April 2, 2026|15 min read

Managed Kubernetes Is Not Managed Kubernetes

How we built a unified managed Kubernetes platform across Natron Cloud, Flex Stack, and customer hyperscalers - and why the cluster itself is only 20% of the work.

By Adrian Berger

1.The cluster is 20% of the work
2.One platform, three infrastructure targets
3.Why managed Kubernetes on a hyperscaler is not enough
4.The batteries we include
4.1.Basic (included in every cluster)
4.2.Premium (for teams that want GitOps and policy enforcement)
4.3.Enterprise (for complex, multi-team environments)
5.Same automation, different base
6.What this looks like in practice
7.The part everyone underestimates: long-term maintenance
8.The real differentiator: operations, not installation
9.Get started

Every major cloud provider offers "managed Kubernetes". Azure has AKS. Google has GKE. And when you spin one up, you get a control plane, some nodes, and a kubeconfig. Congratulations, you have Kubernetes.

What you do not have is a platform.

We have been running managed Kubernetes for Swiss enterprises since 2021, across our own infrastructure and on customer hyperscalers. The single biggest lesson: the gap between a running cluster and a production-ready platform is enormous. This post explains what we actually deliver when we say "Managed Kubernetes", how our platform works across different infrastructure targets, and which batteries we include that you would otherwise spend months building yourself.

The cluster is 20% of the work

When most people hear "Managed Kubernetes", they think about the control plane. Someone else runs etcd, the API server, the scheduler. Nodes get provisioned. Updates get applied. That part is solved. AKS does it, GKE does it, we do it on Natron Cloud.

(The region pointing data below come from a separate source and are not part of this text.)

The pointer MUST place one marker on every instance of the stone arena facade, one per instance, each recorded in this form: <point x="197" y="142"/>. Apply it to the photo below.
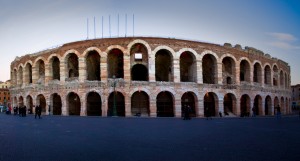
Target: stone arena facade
<point x="150" y="77"/>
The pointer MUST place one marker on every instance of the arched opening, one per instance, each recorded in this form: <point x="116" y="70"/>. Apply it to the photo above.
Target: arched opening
<point x="229" y="104"/>
<point x="164" y="104"/>
<point x="228" y="70"/>
<point x="245" y="105"/>
<point x="55" y="68"/>
<point x="244" y="71"/>
<point x="72" y="66"/>
<point x="116" y="104"/>
<point x="93" y="66"/>
<point x="20" y="76"/>
<point x="74" y="104"/>
<point x="140" y="104"/>
<point x="29" y="104"/>
<point x="257" y="105"/>
<point x="187" y="67"/>
<point x="276" y="103"/>
<point x="282" y="109"/>
<point x="41" y="72"/>
<point x="188" y="99"/>
<point x="94" y="104"/>
<point x="41" y="101"/>
<point x="28" y="74"/>
<point x="115" y="64"/>
<point x="275" y="75"/>
<point x="209" y="69"/>
<point x="56" y="104"/>
<point x="21" y="101"/>
<point x="163" y="66"/>
<point x="268" y="105"/>
<point x="281" y="79"/>
<point x="139" y="62"/>
<point x="210" y="104"/>
<point x="139" y="73"/>
<point x="268" y="75"/>
<point x="257" y="73"/>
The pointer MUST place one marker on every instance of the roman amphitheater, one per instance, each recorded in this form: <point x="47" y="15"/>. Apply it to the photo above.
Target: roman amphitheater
<point x="151" y="77"/>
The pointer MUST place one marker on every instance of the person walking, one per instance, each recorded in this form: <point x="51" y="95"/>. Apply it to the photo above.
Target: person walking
<point x="38" y="111"/>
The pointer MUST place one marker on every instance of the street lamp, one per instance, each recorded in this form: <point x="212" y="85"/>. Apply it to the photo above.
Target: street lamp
<point x="114" y="106"/>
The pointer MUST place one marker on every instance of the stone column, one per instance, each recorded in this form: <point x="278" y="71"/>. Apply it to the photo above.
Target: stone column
<point x="219" y="73"/>
<point x="177" y="106"/>
<point x="63" y="71"/>
<point x="176" y="71"/>
<point x="127" y="74"/>
<point x="128" y="106"/>
<point x="220" y="108"/>
<point x="199" y="72"/>
<point x="82" y="69"/>
<point x="103" y="69"/>
<point x="151" y="67"/>
<point x="153" y="108"/>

But a cluster without platform services is like a server without an operating system. You can run things on it, but you will spend most of your time solving problems that have nothing to do with your actual application:

Who manages TLS certificates? Who rotates them before they expire at 2 AM on a Saturday?
Where do logs go? Can you actually find the error that caused last night's outage?
What happens when someone deploys a container running as root with no resource limits?
How do you restore a stateful workload after an accidental kubectl delete?
Who gets paged when a node runs out of disk?

These are not edge cases. These are Tuesday.

Capability

AKS / GKE

Natron

Control plane

Node provisioning

K8s version upgrades

CNI with network policies

Automated TLS certificates

Centralized logging

Metrics & alerting

Backup & restore

Policy enforcement

GitOps delivery

Secret management

24/7 operations team

One platform, three infrastructure targets

We built our platform to run identically across three deployment models. Same tooling, same automation, same SLA guarantees. The only difference is where the base cluster runs.

Natron Platform Stackidentical everywhere

Cilium CNIcert-managerIngressPrometheusGrafanaLokiAlertmanagerVeleroBlackbox Exporter

Natron CloudOur infrastructure

Base: Proxmox VE + Ceph

Flex StackYour hardware

Base: Dedicated hardware

BYOCYour hyperscaler

Base: AKS / GKE

Natron Cloud is our own infrastructure. Swiss datacenters, Proxmox VE virtualization, Ceph storage, full data sovereignty. We provision the cluster from bare metal up. This is where we have the most control and where most of our Swiss customers start.

Natron Flex Stack takes the same stack and deploys it on dedicated hardware, either in our datacenter or yours. Same Proxmox, same Ceph, same Kubernetes platform on top. The difference: your hardware, your isolation, predictable costs. We have customers in regulated industries who need this level of physical separation.

Bring Your Own Cloud is for customers who already have Azure or GCP contracts. Here, we use AKS or GKE as the base cluster. The customer keeps their existing cloud relationship and billing. We deploy our full platform stack on top.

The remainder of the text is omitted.